Let’s start with an oversimplified definition.
Basis = Future – Spot
Cobasis = Spot – Future
What we are trying to see is a measure of scarcity. If the price in the spot market is higher than in the futures market (e.g. grain, one week before the harvest) then the good is scarce. If the price in the futures market is higher, then anyone can “carry” the good at a profit. To “carry” means to simultaneously buy the physical good and sell a futures contract against it. A positive basis means this is profitable.
A positive cobasis means that it is profitable to “decarry”: to simultaneously sell the good in the physical market and buy a futures contract. Both carry and decarry result in the same position at the end of the day plus the profit from the spread.

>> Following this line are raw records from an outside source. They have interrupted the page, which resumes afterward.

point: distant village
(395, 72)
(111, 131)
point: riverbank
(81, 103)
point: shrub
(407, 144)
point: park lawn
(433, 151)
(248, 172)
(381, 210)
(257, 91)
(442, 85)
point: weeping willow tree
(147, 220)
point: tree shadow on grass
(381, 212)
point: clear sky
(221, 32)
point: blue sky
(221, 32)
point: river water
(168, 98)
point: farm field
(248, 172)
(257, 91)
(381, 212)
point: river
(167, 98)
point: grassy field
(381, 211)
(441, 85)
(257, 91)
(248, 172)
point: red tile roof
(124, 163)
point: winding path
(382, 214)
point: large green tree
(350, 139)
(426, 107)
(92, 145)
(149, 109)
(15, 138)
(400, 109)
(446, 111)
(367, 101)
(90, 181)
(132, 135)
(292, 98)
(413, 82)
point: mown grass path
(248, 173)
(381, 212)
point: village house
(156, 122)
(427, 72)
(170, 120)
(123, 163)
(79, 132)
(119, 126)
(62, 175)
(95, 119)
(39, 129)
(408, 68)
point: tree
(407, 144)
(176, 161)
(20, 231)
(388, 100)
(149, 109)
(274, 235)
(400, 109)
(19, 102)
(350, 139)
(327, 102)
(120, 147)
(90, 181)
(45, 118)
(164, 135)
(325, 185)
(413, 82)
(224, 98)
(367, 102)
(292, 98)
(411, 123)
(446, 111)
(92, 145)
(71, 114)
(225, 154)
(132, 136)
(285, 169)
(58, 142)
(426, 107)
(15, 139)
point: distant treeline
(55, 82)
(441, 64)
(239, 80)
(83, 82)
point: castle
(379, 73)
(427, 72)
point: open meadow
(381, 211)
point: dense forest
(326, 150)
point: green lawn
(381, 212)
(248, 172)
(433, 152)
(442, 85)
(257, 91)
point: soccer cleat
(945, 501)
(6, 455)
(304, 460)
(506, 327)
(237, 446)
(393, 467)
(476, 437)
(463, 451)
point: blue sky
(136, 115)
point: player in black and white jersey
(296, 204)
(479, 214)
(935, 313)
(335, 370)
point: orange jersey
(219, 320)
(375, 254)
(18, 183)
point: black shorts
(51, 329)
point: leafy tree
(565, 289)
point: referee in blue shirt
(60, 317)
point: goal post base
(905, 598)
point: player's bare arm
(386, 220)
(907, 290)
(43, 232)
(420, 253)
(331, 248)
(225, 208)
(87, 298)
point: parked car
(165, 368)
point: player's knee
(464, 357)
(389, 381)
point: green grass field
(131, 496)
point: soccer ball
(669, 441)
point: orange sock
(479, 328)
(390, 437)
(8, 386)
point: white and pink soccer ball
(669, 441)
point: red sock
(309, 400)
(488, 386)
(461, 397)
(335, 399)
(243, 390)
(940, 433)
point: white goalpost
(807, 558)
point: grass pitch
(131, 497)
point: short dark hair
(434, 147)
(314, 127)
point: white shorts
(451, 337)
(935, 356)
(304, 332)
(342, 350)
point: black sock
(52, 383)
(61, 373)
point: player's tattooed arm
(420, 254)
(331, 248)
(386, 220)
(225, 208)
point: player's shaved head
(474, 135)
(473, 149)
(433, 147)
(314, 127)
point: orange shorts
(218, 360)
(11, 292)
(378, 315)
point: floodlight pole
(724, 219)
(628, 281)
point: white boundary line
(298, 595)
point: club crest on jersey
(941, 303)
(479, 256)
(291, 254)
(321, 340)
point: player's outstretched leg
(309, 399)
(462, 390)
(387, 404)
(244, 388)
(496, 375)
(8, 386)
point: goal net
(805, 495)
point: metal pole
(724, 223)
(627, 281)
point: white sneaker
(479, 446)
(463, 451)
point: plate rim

To be precise, we must define these terms in a more complex way. Of course, to buy something one must pay the “ask” or “offer”. To sell, one must accept the bid. With that in mind, here are the correct definitions:
Basis = Future(bid) – Spot(ask)
Cobasis = Spot(bid) – Future(ask)
Note that both can be negative (which often occurs as a contract is heading into expiry and there is no liquidity, hence the bid is very low and the ask is very high). At most one of them can be positive. It can be profitable to carry a good, or to decarry it. But it makes no sense for it to be possible to carry profitably and decarry profitably!
There is a lot more to the theory of why these spreads are important and what they mean. You are likely reading this page right now because you hit a link from an article which discusses some aspect of it.